Auditi in commissione anche l’assessore regionale ai Trasporti Umberto D’Annuntiis, il direttore generale di Tua Maximilian Di Pasquale, i sindaci di Castel del Monte, Navelli e Santo Stefano di Sessanio Matteo Pastorelli, Paolo Federico e Fabio Santavicca, Aurelio Di Eugenio della Filt Cgil, Andrea Mascitti di Fit Cgil, Vincenzo Marcotullio di Uiltrasporti e Luciano Lizzi di Faisa Cisal.
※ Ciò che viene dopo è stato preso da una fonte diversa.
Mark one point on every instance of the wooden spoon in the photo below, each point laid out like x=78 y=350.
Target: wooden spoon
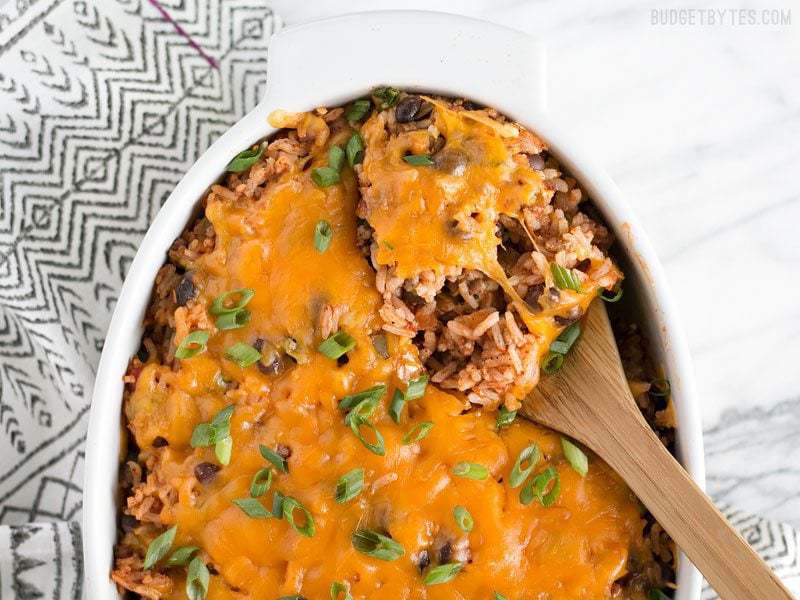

«Con le subconcessioni non si sopprime nessuna corsa e non si licenzia nessun dipendente – ha proseguito- vengono soltanto riorganizzati i servizi e, appunto, nelle zone a più bassa intensità di traffico possiamo utilizzare anche dei servizi esterni sotto il controllo di Tua che devono seguire assolutamente gli standard che Tua impone nel contratto. E’ un atto aziendale regolamentato da dieci anni. In altre regioni per esempio in Emilia Romagna, si arriva a concedere fino al 30% di subconcessioni all’esterno, e io non vedo particolari problemi. È un atto aziendale normale, previsto dal contratto di servizio».

Sulla proteste dei sindacati e dei sindaci delle aree interne che paventano un ulteriore isolamento dei piccoli comuni montani già gravati dallo spopolamento, De Angelis puntualizza: «Se non c’è nessuna soppressione di corsa, se non c’è nessun licenziamento di dipendenti e se i servizi sono garantiti nella stessa maniera, perché non ci sarebbe attenzione per le aree interne?»

Sulla questione, la consigliera regionale della Lega Carla Mannetti che qualche mese fa ha richiesto alla direzione trasporti della Regione Abruzzo di effettuare «le opportune verifiche» sulla legittimità del bando di gara n. 433/2025, pubblicato il 15 dicembre scorso dalla Tua Spa e relativo al sub-affidamento di servizi di linea a carattere marginale.

La consigliera ha chiesto alla direzione trasporti, in qualità di soggetto preposto alla vigilanza e all’esercizio del controllo analogo sulla società Tua Spa di verificare la procedura e, qualora ne ricorrano i presupposti, «di adottare i conseguenti provvedimenti»

Mannetti ha infatti sottolineato che il contratto di servizio tra Tua S.p.A. e la Regione Abruzzo, sottoscritto il 29 settembre 2017, ha durata decennale e scade il 31 dicembre 2027.

Il bando invece avrebbe un sub-affidamento dei servizi per un periodo di due anni, con decorrenza presunta dal 2 marzo 2026 al 1° marzo 2028, con possibilità di proroga per ulteriori due anni fino al 28 febbraio 2030, suddiviso in 12 lotti aggiudicabili separatamente.